If you do not play or burn Blu-Ray discs on your computer, You can get another DVD/RW drive rather inexpensively. If you would like to play Blu-Ray movies, but do not need to burn Blu-Ray discs, you can get a Blu-Ray player/CDRW/DVDRW drive that is less expensive then a Blu-Ray burner


----------



## computersrkool (Jun 20, 2008)

Hi everyone, a lot has changed about my situation since my last post. I was in contact with the person that gave me this laptop and she said that she could bring me over an empty Blu-ray disc and see if she could help me get it working. She brought over a Sony BD-R and my computer recognized it. I never got a chance to burn on it though. I told her that it wouldn't recognize my DVD movies and play them, she told me make sure that the DVD is clean and not scratched, so we put in one that had only been played once, it worked, then I put in an empty DVD, it recognized it. I removed it and not sure what happened, but when I decided to put another empty DVD in, it was really difficult to get it to go in, and I should have stopped there, but I pushed it. It did finally go in but when I tried ejecting it there was no way it was coming out. We tried and tried to get it out with no luck. Then we thought maybe we could get it out by removing the drive, well that turned out to be more than the two of us could handle. We stopped at having to remove the keyboard and everything under it. So I've given up on having a DVD/Blu-ray etc. in this laptop, unless you guys have any other suggestions about how to remove the disc easily. 

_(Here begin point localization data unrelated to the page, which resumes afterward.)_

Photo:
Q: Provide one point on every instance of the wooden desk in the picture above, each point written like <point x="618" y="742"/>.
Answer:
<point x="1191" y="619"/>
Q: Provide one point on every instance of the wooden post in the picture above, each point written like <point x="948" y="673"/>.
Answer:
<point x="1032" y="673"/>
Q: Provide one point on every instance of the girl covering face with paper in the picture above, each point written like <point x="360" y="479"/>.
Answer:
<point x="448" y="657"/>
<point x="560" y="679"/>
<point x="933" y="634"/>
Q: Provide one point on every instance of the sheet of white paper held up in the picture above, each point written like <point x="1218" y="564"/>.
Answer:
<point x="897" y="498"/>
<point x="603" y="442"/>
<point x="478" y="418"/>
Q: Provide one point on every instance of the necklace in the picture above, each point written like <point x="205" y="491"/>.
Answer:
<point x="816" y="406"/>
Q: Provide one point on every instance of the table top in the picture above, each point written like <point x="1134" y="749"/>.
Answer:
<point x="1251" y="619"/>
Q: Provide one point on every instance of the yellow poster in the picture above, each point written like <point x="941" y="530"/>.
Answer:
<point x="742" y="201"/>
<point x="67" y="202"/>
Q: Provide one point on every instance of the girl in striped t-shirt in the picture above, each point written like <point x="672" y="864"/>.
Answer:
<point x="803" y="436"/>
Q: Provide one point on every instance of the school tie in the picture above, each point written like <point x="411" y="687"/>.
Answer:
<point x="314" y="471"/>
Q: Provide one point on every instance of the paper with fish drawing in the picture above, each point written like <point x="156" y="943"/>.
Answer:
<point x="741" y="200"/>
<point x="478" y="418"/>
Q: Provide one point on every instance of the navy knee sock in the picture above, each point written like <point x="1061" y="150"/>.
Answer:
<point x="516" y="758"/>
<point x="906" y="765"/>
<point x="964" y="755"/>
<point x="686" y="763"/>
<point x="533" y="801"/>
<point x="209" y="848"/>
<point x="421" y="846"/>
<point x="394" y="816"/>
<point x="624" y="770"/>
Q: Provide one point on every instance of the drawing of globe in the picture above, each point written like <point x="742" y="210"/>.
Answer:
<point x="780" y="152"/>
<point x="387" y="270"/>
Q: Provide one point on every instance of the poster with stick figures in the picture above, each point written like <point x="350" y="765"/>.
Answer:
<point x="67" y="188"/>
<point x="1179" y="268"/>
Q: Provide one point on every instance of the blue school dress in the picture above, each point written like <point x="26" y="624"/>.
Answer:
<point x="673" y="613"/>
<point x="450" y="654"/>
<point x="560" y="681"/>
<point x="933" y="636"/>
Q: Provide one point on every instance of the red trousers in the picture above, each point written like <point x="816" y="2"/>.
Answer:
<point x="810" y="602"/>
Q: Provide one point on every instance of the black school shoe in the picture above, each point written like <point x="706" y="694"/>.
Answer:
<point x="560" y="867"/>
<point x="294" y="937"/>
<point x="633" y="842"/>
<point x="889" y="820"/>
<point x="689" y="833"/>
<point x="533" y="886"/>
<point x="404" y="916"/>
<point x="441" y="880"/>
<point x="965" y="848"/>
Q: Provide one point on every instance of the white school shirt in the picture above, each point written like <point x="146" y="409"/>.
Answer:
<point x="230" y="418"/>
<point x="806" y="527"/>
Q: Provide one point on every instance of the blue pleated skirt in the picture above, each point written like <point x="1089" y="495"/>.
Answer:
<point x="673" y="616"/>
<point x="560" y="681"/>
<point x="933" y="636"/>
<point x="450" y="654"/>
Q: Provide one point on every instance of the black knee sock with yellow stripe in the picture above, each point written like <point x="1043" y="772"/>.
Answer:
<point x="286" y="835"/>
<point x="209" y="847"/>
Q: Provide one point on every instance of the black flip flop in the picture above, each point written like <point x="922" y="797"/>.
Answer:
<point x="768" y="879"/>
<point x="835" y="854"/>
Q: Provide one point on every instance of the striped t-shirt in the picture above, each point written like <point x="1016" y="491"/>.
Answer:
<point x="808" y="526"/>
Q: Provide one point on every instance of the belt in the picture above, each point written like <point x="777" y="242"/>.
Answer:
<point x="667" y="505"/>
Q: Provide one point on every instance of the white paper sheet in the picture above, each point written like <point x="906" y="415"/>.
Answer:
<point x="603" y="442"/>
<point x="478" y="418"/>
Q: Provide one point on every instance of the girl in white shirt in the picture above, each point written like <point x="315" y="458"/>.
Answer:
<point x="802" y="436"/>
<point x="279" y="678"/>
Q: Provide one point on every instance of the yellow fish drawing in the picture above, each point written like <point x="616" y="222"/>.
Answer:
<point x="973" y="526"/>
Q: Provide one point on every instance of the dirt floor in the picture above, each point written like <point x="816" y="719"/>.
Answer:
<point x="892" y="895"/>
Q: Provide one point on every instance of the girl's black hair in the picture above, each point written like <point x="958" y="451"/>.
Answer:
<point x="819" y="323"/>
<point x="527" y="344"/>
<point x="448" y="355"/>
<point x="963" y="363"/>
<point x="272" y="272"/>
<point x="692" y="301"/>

My thought is, that the drive by the way it sounds when I click eject, is probably broken now anyway. Is that a valid assumption?

Thanks
computersrkool


----------



## spunk.funk (May 13, 2010)

The disc is lodged into the drive at a weird angle and won't eject. Damage may have been done to the drive. You can try to get a pair of Needle nose pliers and reach into the slot and grab the disc, and press the eject button while gripping the disc to remove it. Be sure not to shatter it. 
At that point, I would not trust putting another disc in the drive. There are YouTube videos showing you how to disassemble the computer and replace the drive.


----------



## Wizmo (Apr 3, 2011)

*Just from my own experience I have found that laptop optical drives NEVER last more than 2-3 years, especially on the writing (burner) side. It takes a far higher laser output to do the writing in most cases. Often I have had an older optical drive that will still most often READ a disk, but not write anymore. Badly scratched disk become more of a problem as well, I believe due to reduced laser pickup output. This can be due to dust on the pickup over time and/or reduced laser output power. :sad:*

*This has been true of Toshiba, HP and ASUS laptops I have owned. I'm not so sure about whether a 10 year old laptop would have a BD burner, as that was a fairly high-priced option if at all that far back! *

*I still have not had any laptop with more than BD read capabilities! My newest is just passing the 2 year mark.*

*Try this search result, which seems to indicate that VLC player CAN now read and play Blueray disks. I haven't tried any as yet, as I am not a big movie consumer other than streaming downloads.*

*https://www.google.com/search?q=VLC+player+-+Blueray&ie=utf-8&oe=utf-8*

*YMMV*


----------



## computersrkool (Jun 20, 2008)

Thanks for both of your suggestions, I will definitely try all of them. At this point what is there to lose. To Wizmo, it is a Blu-ray burner, the girl that gave it to me brought over empty Blu-ray discs that she used to use on it. I looked up this model and yes for a lot of money you could have that option put on it.

Anyway thanks again and I will let you guys know how things worked out once I get a chance to try everything.
computersrkool


----------